Als Winfrey um eine Klarstellung bat und anmerkte, es klinge so, als wolle Cabot andeuten, dass Byron sie möglicherweise über die Trennung von seiner Frau belogen habe, lehnte Cabot ab, weitere Details zu nennen. Sie erklärte, es wäre nicht fair zu antworten, und dass sie wisse, wie es sich anfühle, wenn das eigene Privatleben öffentlich bloßgestellt wird.

„Ich möchte wirklich vorsichtig sein, denn die Welt hat für mich und in meinem Namen gesprochen, und ich möchte das nicht jemand anderem und seiner Familie antun“, sagte sie. „Vieles von dem, was mir dargestellt wurde, war nicht wahr.“

Krisenmanagement statt Romanze

Cabot erzählte der New York Times, dass sie und Byron in den Wochen nach dem Konzert in Kontakt geblieben seien und sich den ganzen Sommer über gegenseitig austauschten.

„Ehrlich gesagt war vieles davon so wie: ‚Hi, es ist 11 Uhr an einem Dienstag – hast du einen Rat?'“, erinnerte sie sich.

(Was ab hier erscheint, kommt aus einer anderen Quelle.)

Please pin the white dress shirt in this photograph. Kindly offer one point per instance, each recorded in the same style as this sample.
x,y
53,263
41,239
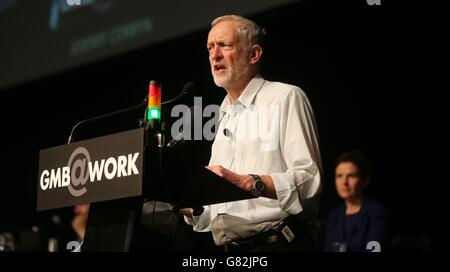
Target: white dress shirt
x,y
269,130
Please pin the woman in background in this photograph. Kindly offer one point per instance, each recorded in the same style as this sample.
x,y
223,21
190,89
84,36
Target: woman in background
x,y
359,225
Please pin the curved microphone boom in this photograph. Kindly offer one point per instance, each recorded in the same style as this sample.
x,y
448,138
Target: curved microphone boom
x,y
85,121
188,88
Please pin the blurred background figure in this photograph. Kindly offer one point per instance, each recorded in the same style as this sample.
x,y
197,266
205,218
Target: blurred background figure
x,y
79,221
359,224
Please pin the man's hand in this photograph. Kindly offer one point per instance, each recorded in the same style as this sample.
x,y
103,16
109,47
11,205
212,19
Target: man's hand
x,y
245,182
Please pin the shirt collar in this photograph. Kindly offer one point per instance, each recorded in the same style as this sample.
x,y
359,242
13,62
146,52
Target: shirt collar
x,y
247,96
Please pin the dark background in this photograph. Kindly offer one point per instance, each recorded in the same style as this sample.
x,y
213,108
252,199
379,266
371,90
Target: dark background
x,y
370,73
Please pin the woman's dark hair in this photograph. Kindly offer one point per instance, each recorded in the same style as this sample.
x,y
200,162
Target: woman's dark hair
x,y
359,160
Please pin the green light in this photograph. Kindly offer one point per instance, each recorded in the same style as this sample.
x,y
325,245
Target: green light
x,y
153,113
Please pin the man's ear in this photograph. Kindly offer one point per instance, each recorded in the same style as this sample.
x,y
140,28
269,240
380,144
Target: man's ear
x,y
255,54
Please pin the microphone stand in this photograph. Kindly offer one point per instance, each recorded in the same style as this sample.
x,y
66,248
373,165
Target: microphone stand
x,y
117,112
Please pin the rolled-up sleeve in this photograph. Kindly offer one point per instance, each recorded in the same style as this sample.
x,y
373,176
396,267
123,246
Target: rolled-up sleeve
x,y
299,185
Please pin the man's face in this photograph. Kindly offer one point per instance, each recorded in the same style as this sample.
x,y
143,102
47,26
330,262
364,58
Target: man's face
x,y
229,62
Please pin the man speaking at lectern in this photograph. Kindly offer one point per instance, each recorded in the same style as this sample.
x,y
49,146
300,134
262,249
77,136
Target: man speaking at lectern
x,y
266,144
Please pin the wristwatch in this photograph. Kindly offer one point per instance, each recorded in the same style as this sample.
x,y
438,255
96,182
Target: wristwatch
x,y
197,211
258,186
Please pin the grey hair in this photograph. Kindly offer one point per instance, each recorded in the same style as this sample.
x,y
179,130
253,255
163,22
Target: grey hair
x,y
249,30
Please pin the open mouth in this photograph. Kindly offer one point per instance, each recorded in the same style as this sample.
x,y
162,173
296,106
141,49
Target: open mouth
x,y
219,67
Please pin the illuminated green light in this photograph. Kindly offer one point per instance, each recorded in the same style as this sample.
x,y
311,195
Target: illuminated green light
x,y
154,113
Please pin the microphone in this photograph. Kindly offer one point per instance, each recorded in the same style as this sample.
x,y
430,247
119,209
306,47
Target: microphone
x,y
188,89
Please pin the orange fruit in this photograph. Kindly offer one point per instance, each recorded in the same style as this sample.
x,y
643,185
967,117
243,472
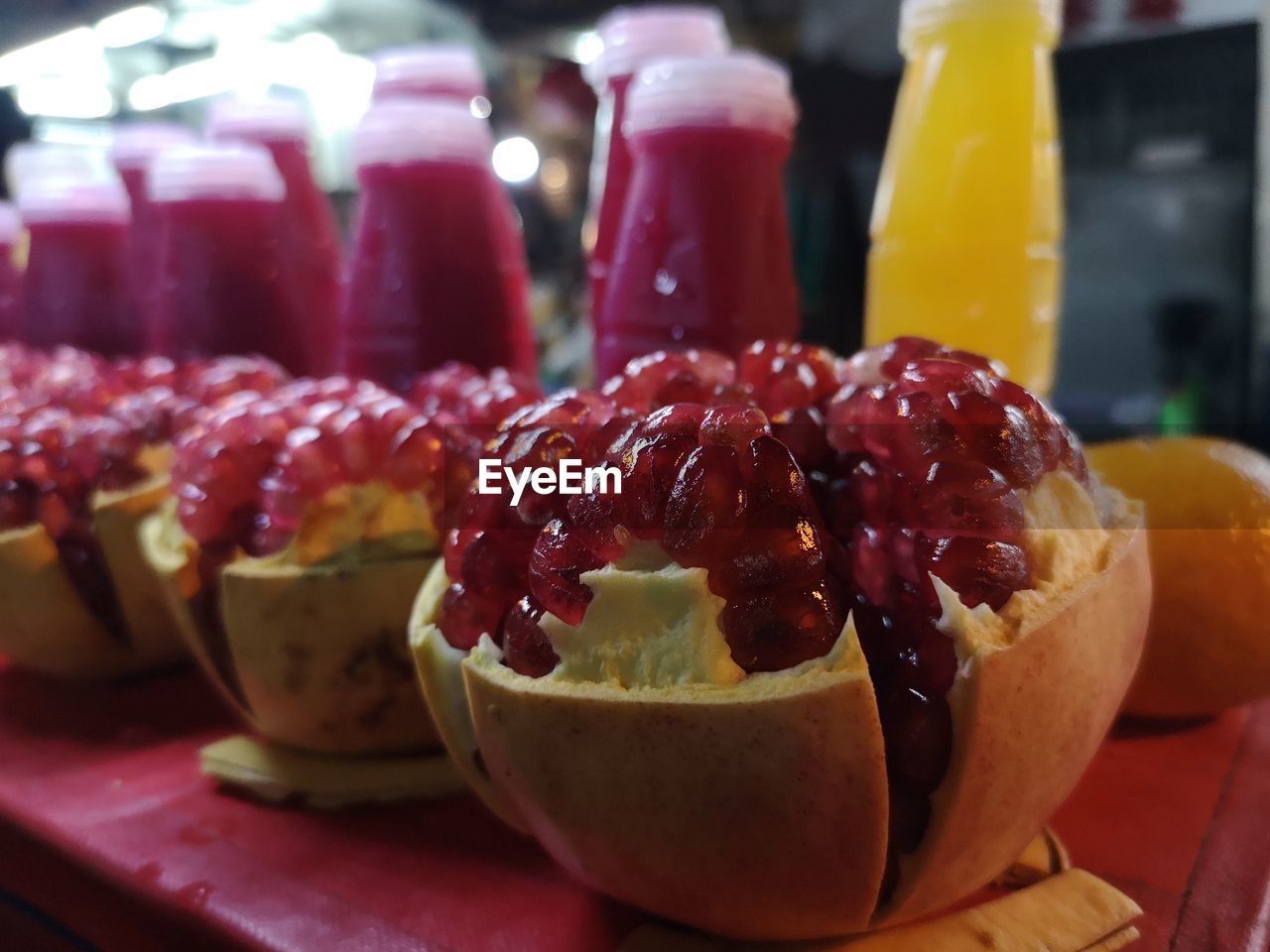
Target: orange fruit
x,y
1207,520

In einem separaten Interview mit der britischen Times beschrieb Cabot diese Gespräche eher als „Krisenmanagement-Beratung“ denn als persönliche Angelegenheit.

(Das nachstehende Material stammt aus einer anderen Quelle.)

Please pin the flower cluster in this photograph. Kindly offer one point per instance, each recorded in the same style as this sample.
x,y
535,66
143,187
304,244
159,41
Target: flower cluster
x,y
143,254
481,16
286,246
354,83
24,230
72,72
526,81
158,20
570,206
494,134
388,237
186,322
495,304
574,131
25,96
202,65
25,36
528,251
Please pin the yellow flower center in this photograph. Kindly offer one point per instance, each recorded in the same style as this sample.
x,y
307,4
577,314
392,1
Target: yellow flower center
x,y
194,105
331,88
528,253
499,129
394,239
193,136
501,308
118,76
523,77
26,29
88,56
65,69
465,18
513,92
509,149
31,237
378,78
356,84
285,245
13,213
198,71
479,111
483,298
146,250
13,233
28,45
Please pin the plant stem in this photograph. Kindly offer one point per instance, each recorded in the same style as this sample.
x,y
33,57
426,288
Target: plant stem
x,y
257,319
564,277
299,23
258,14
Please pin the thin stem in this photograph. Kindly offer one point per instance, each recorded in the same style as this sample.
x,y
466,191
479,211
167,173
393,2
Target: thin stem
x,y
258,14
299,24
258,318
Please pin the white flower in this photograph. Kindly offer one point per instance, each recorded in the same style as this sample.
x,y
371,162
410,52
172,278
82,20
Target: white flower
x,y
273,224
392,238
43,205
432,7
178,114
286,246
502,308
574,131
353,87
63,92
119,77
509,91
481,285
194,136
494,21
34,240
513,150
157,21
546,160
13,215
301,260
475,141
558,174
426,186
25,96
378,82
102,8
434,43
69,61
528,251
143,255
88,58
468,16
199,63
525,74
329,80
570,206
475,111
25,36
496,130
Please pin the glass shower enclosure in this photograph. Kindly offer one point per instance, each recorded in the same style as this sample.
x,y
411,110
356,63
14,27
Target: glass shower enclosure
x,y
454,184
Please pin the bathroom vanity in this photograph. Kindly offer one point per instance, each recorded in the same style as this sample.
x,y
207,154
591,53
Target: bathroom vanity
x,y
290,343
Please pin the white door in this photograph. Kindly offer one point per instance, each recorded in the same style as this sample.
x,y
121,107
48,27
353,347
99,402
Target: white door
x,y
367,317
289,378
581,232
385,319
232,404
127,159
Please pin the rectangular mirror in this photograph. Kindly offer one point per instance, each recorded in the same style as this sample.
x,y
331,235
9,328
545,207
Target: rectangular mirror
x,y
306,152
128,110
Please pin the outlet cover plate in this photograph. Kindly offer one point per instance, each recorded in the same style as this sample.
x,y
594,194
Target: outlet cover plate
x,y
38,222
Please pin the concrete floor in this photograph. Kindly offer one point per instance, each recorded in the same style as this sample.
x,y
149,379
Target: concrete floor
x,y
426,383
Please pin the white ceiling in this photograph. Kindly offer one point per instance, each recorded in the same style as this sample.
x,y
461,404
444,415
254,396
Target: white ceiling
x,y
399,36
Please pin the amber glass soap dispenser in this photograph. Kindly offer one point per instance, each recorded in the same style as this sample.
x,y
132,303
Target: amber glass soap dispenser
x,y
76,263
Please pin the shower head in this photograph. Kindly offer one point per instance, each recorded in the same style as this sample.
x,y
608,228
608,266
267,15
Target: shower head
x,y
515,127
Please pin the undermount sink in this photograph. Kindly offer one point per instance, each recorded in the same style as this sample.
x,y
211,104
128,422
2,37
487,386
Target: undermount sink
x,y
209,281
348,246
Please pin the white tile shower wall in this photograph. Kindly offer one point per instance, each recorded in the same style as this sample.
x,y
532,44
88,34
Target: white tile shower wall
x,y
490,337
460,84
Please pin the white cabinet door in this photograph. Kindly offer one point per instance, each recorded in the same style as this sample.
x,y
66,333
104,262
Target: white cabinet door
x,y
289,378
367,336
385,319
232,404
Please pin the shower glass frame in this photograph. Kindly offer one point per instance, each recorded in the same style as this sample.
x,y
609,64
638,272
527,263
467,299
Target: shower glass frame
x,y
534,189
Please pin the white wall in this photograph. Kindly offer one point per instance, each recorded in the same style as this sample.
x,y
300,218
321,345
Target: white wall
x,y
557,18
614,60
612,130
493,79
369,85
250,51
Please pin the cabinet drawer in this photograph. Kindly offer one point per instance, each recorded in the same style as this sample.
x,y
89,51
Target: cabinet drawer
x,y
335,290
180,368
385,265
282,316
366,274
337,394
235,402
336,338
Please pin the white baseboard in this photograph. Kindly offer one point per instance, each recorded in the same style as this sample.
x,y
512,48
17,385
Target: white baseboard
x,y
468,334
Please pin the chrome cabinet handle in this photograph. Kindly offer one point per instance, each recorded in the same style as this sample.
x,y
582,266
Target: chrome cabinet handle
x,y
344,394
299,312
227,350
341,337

Im September trafen sich die beiden zum letzten Mal. Cabot sagte, sie hätten sich darauf geeinigt, dass weiterer Kontakt es nur schwerer machen würde, für alle Beteiligten weiterzugehen und zu heilen.

„Ich habe einen unvorstellbaren Preis bezahlt“

Rückblickend auf die Nachwirkungen bei ihrem Auftritt im Oprah Podcast sagte Cabot, sie habe das Gefühl, dass sie und Byron von der Öffentlichkeit nach dem viralen Kiss-Cam-Moment sehr unterschiedlich behandelt wurden.

Als Beispiel nannte sie, dass „jedes einzelne Detail meines Aussehens auseinandergenommen wurde.“

Obwohl sie mehrfach zugab, einen „Fehler“ gemacht zu haben, sagte Cabot, die heftige globale Reaktion – sowohl online als auch offline – habe sich unverhältnismäßig hart angefühlt.

„Ich übernehme die Verantwortung für die schlechte Entscheidung, die ich in diesem Moment getroffen habe, und ich habe einen unvorstellbaren Preis dafür bezahlt“, sagte sie.